On the contrary. Its evidence that my thesis is right.
The article is published in
https://www.sciencedirect.com/science/article/abs/pii/S0141391010002636?via%3Dihub
I received an email from Mr. Bernstein.
Here are some of the questions to the author and his answers:
Regarding Fig. 3
Question: I am missing the "stars", marking the 37 degree results.
Answer: Yes, there are more, but not a lot, at the -very early- part of the curve, and buried. If you look carefully at figure 1 you can see them, but they are buried in this plot under other data.
I’d also argue that Figure 3 suggests very little change at room temperature storage after 10 years. It is a log graph, so after ~20 years it may lose on the order of ~10% according to that graph. That means that whatever application has less than a 10% safety margin if you have to stop using them at 10 years? That seems strange to me."
Regarding Fig. 13:
Question: Do you have an explanation for the scatter?

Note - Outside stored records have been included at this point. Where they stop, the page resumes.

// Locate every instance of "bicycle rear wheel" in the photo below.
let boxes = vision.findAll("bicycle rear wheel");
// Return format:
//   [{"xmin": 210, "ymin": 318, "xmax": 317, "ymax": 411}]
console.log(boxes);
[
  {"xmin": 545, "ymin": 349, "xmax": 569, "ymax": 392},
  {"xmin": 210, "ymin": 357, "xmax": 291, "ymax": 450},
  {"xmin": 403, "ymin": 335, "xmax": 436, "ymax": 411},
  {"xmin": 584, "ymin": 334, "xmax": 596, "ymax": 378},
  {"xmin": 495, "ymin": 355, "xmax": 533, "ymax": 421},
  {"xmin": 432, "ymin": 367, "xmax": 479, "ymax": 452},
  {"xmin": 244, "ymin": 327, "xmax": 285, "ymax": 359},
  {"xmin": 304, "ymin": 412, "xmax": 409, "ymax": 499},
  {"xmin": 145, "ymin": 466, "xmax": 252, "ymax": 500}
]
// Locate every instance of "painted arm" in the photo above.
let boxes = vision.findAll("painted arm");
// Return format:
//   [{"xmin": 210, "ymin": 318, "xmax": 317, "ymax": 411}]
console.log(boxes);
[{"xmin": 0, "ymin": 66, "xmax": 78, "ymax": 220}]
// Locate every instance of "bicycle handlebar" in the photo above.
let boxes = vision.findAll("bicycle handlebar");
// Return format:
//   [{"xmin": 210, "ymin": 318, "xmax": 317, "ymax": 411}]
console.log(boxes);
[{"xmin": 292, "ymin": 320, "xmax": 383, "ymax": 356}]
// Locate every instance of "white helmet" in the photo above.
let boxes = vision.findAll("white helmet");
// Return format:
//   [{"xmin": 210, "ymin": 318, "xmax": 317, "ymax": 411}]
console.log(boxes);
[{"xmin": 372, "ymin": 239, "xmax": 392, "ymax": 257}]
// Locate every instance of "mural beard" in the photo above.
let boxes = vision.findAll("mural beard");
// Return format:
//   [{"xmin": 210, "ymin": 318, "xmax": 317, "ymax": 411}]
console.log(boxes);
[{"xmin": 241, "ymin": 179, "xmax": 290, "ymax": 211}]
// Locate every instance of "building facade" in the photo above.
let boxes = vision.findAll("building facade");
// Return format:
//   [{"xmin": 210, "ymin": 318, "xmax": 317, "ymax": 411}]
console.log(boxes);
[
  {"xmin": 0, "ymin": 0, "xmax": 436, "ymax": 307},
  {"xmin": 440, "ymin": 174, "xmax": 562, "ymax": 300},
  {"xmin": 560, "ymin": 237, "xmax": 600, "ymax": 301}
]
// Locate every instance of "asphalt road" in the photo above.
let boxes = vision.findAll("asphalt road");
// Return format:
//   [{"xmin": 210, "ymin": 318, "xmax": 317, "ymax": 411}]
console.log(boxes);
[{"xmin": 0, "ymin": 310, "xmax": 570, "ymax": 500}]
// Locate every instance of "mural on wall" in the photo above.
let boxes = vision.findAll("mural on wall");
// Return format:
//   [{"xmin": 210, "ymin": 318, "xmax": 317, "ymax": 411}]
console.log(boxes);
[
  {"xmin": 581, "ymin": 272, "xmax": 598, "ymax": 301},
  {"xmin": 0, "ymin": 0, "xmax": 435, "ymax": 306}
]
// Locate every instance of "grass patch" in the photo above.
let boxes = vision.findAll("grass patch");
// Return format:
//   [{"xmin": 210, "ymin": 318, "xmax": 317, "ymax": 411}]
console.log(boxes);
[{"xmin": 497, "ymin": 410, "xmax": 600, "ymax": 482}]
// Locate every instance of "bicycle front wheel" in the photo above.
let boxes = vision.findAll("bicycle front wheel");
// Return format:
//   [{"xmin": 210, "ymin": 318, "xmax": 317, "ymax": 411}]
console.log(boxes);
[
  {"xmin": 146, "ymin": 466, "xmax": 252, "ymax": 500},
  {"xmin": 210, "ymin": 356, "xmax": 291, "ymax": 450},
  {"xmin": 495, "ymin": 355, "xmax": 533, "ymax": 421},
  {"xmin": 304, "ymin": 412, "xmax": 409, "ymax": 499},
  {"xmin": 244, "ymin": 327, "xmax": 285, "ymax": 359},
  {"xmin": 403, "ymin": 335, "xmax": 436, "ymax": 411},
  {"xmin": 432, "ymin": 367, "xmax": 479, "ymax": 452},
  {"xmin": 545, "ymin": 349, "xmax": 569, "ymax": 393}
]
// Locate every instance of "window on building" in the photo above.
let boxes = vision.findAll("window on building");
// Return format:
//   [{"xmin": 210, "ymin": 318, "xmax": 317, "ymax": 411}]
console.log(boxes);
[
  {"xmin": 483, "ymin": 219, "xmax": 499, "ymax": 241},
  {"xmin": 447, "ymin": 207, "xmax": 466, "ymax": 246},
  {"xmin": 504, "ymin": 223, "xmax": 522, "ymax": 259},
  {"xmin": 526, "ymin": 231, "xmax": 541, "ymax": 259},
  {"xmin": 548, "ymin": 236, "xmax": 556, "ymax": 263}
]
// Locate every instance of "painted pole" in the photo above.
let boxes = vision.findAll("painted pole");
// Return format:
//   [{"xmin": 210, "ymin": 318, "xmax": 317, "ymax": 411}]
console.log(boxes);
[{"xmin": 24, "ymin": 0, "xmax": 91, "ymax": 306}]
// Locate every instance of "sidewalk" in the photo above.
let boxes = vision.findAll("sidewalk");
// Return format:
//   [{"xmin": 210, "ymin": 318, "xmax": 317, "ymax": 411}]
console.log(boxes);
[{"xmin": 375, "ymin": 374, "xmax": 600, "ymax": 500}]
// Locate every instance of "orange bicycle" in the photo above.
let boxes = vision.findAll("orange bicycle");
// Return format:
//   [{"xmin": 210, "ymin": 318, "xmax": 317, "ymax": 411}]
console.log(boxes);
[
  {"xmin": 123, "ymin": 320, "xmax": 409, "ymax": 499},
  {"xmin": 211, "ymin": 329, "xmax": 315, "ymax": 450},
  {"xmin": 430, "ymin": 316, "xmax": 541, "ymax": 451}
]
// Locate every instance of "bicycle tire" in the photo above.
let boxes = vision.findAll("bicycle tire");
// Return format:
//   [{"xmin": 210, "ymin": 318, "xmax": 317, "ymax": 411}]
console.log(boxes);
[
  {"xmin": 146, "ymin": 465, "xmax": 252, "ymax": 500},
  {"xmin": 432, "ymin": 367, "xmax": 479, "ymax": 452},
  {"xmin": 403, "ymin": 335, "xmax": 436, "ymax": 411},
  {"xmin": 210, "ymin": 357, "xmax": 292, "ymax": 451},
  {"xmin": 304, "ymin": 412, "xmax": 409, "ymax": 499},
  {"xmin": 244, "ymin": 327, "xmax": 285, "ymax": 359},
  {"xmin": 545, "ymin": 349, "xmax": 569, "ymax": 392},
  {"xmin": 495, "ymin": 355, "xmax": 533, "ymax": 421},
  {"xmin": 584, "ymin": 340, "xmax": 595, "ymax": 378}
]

Answer: Scatter happens. Also because these were parts stitched together….unstitching was a messy process, and could have caused weak spots. But the scatter seems normal and fine to me for a set of parts that were manufactured over decades and not uniform. Pinch points could be possible while testing causing unequal loads; this is a network, not a mono-fiber. Some were used/deployed before testing, so that could certainly account for the scatter as well.
Question: Were the parachutes unused?
Answer: Some were used/damaged (not visually, but assume some could have been) some were not if I remember correctly. So again, the scatter does not bother me, that is -real life- data. Not ideal lab data. Real life is what we care about when making decisions about field performance.
Unused climbing gear, properly stored, did not show significant degradation over 40 years. The curve in fig. 14 would mirror my results for unused material.